Friday, August 05, 2005

John Roberts, Defender of Gay Rights?

And just when I was ready to denounce him as a conservative hard-liner. Via the NYTs.

Judge John G. Roberts Jr., the Supreme Court nominee, gave advice to advocates for gay rights a decade ago, helping them win a landmark 1996 ruling protecting gay men and lesbians from state-sanctioned discrimination.

Judge Roberts, at the time an appellate lawyer for the Washington firm of Hogan & Hartson, did not write legal briefs or argue the case, lawyers involved said. But they said he did provide invaluable strategic guidance working pro bono to formulate legal theories and coach them in moot court sessions.

The case in question.

Romer v. Evans, is considered a touchstone in the culture wars, and it produced what the gay rights movement considers its most significant legal victory. By a 6-to-3 vote, the Supreme Court struck down a provision of the Colorado Constitution that nullified existing civil rights protections for gay men and lesbians and also barred the passage of new antidiscrimination laws.

Before we go draping Roberts in rainbow-colored garlands, it’s important to note that his role in the case was fairly limited.
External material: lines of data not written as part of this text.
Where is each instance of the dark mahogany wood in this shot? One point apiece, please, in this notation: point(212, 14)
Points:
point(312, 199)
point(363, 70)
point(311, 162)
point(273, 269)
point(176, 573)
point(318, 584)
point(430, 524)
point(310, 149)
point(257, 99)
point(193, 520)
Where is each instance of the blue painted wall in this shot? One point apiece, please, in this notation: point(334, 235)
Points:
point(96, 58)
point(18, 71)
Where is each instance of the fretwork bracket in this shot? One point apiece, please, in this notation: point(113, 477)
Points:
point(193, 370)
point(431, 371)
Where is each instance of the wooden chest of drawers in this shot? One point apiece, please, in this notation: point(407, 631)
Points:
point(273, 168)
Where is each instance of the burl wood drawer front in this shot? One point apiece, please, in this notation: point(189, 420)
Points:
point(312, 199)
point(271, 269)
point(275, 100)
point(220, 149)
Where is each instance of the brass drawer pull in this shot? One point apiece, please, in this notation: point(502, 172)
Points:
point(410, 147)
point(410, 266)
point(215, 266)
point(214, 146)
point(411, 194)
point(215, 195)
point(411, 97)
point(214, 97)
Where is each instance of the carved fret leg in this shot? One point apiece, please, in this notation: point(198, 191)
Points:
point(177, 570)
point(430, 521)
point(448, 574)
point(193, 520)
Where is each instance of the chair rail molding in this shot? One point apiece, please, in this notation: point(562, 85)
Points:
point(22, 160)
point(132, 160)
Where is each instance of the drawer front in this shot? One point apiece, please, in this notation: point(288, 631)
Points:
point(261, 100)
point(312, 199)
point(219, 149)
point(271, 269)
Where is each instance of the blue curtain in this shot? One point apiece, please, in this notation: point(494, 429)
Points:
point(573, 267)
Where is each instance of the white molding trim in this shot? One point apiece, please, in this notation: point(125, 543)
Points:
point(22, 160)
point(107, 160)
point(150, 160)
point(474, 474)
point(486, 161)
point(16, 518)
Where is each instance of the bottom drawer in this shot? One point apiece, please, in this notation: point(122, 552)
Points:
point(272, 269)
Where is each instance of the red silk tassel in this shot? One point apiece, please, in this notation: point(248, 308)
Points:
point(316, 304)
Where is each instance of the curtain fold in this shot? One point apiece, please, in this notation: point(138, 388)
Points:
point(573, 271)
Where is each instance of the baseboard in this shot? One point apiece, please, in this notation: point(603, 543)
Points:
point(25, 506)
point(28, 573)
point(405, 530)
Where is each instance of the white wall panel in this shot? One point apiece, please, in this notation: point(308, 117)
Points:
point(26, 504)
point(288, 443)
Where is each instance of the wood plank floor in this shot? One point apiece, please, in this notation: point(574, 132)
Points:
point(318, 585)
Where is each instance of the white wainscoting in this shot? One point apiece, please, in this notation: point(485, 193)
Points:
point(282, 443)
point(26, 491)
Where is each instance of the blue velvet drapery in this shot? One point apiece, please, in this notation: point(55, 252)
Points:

Roberts worked pro bono, spending about six hours advising and preparing the lead attorney for the plaintiffs. Was he motivated by a burning desire to defend gay rights? Probably not.

Walter A. Smith, who was in charge of pro bono work at Hogan & Hartson from 1993 to 1997, and who worked extensively on the Romer case, said about a dozen lawyers at the firm assisted. He said he had little trouble recruiting Judge Roberts.

"It looked like a challenging, interesting, provocative, important case," said Mr. Smith, who is now the executive director of the D. C. Appleseed Center, a nonpartisan public interest legal group. "Everybody knew that, and I think he believed it was worth his time."

Mr. Smith said part of his job was to match lawyers with cases that would intrigue them, and that his initial instinct was that Judge Roberts would be willing, despite his conservative bent. In the past, Judge Roberts has made it a point to note that lawyers do not always agree with their clients.

Even if Roberts was primarily interested in the legal challenges and implications of the case and not gay rights, his willingness to work on an important issue is a mark in his favor as far as I’m concerned. But we shouldn’t get carried away. Roberts’ cons still outweigh his pros. If anything, this recent development, rather than heartening liberals, probably scares the far right. Now they’re fearing that Roberts might end up a turncoat like Kennedy or, God forbid, Souter.